1) Adding a VLAN to a dynamic LAG (link aggregation group) cause the LAG to reset. Adding multiple VLANs to a LAG causes it to hang in an seemingly indeterminate state with LAGs having to be be reset by hand.
2) At some point all attempts to add tagged ports to a VLAN result in the ports being added as untagged even though the system provides confirmation that the port has been added as tagged.
Working with TAC has been frustrating.
In the first case this seems to be dysfunctional behavior without cause/rationale. Resetting a trunk just because a new VLAN has been added raises havoc with operations. On the face of it I can see no justification for this behavior -- but I might be missing something. TAC says it is because adding a new VLAN forces a new root bridge election. To which I replay a) on which VLAN does LACP run? b) new bridge elections are required across all STP instances of a pvSTP environment?
TAC finally resorted to "because the manual tells us so". To which I replied that it does not explain the why of the behavior -- behavior that, on the face of it, seems to be dysfunctional -- disrupting all communication across a LAG each time a new VLAN is added and this on a production system? To which TAC simply stated that is the way it is.

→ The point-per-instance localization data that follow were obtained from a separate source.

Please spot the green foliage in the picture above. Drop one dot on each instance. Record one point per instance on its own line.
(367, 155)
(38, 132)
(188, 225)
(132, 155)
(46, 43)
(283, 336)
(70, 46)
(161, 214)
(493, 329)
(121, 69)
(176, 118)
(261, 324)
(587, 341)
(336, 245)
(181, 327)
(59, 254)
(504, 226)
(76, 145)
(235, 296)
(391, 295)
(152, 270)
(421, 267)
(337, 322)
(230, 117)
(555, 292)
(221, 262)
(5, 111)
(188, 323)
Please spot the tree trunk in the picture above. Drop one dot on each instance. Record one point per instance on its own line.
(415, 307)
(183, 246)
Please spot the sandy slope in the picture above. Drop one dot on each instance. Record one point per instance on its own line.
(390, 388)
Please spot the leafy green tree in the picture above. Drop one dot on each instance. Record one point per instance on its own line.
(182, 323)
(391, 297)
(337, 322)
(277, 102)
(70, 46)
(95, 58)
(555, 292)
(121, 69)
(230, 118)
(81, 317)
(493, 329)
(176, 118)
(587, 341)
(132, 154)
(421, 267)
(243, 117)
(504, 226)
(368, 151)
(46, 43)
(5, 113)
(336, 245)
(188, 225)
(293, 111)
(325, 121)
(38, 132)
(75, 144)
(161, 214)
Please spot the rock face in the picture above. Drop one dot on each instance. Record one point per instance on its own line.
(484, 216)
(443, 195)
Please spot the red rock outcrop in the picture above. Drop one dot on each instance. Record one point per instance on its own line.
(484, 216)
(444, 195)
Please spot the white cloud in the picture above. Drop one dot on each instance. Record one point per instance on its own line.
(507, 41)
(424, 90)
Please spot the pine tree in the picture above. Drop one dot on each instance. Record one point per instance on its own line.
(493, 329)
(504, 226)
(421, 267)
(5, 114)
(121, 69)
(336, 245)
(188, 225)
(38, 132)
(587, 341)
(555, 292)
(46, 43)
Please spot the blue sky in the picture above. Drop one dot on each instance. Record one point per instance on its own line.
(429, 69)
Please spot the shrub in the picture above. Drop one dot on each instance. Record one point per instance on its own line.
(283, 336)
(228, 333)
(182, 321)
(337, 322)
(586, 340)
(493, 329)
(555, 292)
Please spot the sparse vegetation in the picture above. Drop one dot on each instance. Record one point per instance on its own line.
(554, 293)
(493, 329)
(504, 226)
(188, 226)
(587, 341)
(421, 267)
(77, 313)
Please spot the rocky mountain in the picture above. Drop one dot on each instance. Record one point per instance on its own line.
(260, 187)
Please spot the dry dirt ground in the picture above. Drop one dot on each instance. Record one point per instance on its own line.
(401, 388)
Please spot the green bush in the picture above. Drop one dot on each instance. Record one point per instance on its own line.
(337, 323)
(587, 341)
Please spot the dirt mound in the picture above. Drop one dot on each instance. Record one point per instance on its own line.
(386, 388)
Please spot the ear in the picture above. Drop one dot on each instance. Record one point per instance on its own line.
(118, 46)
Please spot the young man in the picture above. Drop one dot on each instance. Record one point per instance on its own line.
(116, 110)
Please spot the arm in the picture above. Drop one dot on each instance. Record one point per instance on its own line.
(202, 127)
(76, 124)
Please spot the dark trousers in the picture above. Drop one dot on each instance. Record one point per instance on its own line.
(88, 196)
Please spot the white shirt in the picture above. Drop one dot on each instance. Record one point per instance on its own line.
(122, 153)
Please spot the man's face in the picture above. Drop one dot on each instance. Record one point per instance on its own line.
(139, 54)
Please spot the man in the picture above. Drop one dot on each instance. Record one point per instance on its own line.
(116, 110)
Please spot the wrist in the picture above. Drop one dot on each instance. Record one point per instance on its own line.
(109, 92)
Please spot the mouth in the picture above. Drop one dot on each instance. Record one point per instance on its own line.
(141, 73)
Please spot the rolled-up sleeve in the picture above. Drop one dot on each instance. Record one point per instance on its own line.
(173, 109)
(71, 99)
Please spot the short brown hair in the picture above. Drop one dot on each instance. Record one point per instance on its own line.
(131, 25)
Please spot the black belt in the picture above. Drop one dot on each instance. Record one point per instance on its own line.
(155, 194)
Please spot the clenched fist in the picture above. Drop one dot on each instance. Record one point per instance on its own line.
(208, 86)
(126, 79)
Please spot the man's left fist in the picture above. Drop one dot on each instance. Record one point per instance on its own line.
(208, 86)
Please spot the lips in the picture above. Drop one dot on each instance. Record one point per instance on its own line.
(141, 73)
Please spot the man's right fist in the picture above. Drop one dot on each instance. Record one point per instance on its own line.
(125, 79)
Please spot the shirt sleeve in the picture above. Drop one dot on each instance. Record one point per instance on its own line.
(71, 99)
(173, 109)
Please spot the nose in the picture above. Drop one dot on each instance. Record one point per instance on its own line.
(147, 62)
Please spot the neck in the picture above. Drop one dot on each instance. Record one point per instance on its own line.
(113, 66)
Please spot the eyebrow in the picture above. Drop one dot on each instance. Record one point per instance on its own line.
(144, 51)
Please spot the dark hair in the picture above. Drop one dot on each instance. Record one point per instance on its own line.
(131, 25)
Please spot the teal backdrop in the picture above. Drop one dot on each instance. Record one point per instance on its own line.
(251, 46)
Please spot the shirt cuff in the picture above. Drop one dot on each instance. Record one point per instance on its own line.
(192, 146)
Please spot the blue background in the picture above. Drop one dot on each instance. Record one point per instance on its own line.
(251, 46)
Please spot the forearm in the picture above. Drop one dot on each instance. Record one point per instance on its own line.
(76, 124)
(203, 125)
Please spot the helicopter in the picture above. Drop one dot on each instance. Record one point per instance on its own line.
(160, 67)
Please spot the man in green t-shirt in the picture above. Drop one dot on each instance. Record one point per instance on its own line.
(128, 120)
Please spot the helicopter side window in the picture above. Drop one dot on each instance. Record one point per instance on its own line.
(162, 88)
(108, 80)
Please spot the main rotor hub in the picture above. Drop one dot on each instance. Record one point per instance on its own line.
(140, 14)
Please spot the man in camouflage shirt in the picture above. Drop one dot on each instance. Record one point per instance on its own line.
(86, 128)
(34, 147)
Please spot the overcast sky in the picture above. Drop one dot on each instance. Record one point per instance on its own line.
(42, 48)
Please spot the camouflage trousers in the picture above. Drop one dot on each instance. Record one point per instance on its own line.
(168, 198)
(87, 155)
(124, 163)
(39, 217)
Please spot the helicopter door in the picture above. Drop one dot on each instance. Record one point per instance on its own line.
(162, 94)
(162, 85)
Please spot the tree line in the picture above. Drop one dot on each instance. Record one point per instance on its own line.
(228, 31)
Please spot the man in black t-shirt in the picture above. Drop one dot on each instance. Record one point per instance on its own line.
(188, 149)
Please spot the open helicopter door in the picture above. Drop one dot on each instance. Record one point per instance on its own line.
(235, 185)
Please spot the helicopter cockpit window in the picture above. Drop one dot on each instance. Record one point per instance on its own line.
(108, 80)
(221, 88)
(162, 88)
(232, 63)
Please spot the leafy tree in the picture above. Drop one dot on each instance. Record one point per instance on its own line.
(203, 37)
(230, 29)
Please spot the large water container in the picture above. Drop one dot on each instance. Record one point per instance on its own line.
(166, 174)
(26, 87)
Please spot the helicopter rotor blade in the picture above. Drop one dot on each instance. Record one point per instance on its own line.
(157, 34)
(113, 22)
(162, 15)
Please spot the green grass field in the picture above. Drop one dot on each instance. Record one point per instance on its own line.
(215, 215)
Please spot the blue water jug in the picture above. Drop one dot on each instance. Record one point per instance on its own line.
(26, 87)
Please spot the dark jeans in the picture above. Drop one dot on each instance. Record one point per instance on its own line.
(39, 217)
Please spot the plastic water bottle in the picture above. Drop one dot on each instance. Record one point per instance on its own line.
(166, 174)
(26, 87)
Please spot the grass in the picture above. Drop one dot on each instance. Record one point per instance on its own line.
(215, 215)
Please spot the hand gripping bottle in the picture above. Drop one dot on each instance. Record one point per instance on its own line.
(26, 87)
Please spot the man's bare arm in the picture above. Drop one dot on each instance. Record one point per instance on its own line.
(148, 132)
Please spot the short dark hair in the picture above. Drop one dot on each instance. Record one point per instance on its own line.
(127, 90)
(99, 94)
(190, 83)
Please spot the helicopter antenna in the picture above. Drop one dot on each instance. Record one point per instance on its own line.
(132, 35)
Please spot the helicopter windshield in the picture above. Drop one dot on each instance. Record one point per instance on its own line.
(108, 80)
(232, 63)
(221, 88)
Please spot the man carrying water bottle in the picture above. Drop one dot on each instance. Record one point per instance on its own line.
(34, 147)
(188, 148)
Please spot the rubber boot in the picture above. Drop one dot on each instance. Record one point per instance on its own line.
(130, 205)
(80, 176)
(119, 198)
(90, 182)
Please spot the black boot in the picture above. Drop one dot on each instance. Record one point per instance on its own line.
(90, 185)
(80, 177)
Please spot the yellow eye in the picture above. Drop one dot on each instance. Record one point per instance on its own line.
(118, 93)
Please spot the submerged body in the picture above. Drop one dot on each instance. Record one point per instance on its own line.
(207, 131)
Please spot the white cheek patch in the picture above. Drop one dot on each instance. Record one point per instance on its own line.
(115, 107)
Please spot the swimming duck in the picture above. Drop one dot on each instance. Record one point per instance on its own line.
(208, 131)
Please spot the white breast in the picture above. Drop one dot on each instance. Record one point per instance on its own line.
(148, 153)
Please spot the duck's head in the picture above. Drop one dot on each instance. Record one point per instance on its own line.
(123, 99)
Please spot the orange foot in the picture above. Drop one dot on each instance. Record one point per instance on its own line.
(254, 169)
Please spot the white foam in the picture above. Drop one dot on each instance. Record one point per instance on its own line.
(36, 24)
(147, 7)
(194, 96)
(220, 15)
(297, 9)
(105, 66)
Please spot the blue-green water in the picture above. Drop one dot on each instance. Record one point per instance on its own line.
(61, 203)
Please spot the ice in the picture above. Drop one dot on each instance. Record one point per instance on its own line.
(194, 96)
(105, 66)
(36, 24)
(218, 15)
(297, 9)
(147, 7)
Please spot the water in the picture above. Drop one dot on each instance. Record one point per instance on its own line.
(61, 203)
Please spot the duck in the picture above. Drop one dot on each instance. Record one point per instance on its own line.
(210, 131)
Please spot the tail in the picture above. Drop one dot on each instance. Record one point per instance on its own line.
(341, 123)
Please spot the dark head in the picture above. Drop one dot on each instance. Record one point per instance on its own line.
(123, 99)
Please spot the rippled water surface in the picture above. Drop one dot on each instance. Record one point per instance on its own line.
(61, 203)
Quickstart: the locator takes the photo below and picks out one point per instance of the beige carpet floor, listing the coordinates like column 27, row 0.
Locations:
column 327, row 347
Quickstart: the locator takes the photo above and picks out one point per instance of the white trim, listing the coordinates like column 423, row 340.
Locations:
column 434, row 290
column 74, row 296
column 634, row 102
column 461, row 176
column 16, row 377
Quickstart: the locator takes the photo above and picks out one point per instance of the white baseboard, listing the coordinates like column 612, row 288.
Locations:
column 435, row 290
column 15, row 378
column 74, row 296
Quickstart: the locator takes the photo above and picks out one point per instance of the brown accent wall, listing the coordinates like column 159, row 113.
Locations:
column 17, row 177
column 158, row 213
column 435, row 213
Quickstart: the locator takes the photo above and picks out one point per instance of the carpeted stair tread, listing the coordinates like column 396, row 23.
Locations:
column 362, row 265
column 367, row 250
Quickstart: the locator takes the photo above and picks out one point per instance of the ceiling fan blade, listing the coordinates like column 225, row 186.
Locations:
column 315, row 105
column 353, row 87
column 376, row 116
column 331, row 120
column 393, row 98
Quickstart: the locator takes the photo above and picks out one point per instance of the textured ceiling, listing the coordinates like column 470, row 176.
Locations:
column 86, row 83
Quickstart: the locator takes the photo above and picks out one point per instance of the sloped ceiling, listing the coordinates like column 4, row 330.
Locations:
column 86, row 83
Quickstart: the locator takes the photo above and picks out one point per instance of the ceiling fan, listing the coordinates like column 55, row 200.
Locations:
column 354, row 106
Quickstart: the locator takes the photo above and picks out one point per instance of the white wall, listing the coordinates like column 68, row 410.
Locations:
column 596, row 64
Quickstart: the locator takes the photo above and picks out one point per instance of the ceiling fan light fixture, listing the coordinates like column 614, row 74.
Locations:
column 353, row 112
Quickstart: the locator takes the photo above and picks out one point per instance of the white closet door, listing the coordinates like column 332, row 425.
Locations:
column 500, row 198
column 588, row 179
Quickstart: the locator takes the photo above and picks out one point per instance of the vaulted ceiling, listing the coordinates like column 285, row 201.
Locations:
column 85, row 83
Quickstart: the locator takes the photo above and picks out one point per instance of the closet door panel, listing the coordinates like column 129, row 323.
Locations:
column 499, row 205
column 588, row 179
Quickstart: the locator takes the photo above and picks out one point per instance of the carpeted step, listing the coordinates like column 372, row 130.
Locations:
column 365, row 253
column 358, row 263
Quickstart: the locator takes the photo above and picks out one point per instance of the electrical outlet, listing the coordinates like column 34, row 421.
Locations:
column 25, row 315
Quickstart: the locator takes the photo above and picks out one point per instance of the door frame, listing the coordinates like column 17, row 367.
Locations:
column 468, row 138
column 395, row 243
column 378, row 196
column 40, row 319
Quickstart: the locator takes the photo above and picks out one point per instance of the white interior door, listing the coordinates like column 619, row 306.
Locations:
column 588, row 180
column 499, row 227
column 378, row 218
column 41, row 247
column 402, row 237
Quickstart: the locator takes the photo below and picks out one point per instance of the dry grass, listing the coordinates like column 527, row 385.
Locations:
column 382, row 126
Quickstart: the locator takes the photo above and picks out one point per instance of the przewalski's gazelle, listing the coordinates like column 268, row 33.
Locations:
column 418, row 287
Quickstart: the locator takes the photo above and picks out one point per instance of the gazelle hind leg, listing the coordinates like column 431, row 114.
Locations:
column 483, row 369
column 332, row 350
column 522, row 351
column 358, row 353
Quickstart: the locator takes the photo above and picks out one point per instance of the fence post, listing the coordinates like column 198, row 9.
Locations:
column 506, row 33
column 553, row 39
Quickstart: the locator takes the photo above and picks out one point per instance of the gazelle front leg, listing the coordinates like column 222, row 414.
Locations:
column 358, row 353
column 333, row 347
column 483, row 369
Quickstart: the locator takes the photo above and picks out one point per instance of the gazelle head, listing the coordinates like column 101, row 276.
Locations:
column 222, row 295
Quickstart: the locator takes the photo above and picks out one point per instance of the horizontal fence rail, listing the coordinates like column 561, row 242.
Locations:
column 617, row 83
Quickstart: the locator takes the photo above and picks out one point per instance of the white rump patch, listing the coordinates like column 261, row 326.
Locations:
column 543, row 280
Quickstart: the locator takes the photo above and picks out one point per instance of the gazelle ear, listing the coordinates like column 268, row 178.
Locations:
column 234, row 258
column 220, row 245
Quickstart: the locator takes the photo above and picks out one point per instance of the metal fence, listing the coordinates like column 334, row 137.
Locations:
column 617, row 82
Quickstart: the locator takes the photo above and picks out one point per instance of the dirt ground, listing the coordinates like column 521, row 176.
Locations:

The decision was made by designers unknown for reasons unknown and is now the way the product works.
In the second case, this seems to be a bug triggered by some sequence of events. TAC seemed uninterested in exploring this issue. (The only way to clear the system's insistance on adding a tagged port as untagged was to reboot the box. Again this is not a viable solution in a production environment.
Can anyone shed some insight into the background for this behavior (enlighten me as TAC is unwilling to make the effort)?
11-07-2013 02:47 PM
For #1, if I am understanding you correctly, this is expected behavior. I do agree that this is not a good process. I would encourage you to file an RFE (Request for Enhancement) to get this changed. These sorts of things are always better when they come directly from customers themselves.
For #2, the description you are giving below give the impression that some sort of buffer is filling up. Do you have some additional details you could share on that one? I'm thinking about things like the time frame or number of successful attempts before it fails out kind of thing. Also, the version you running would be good to have as well.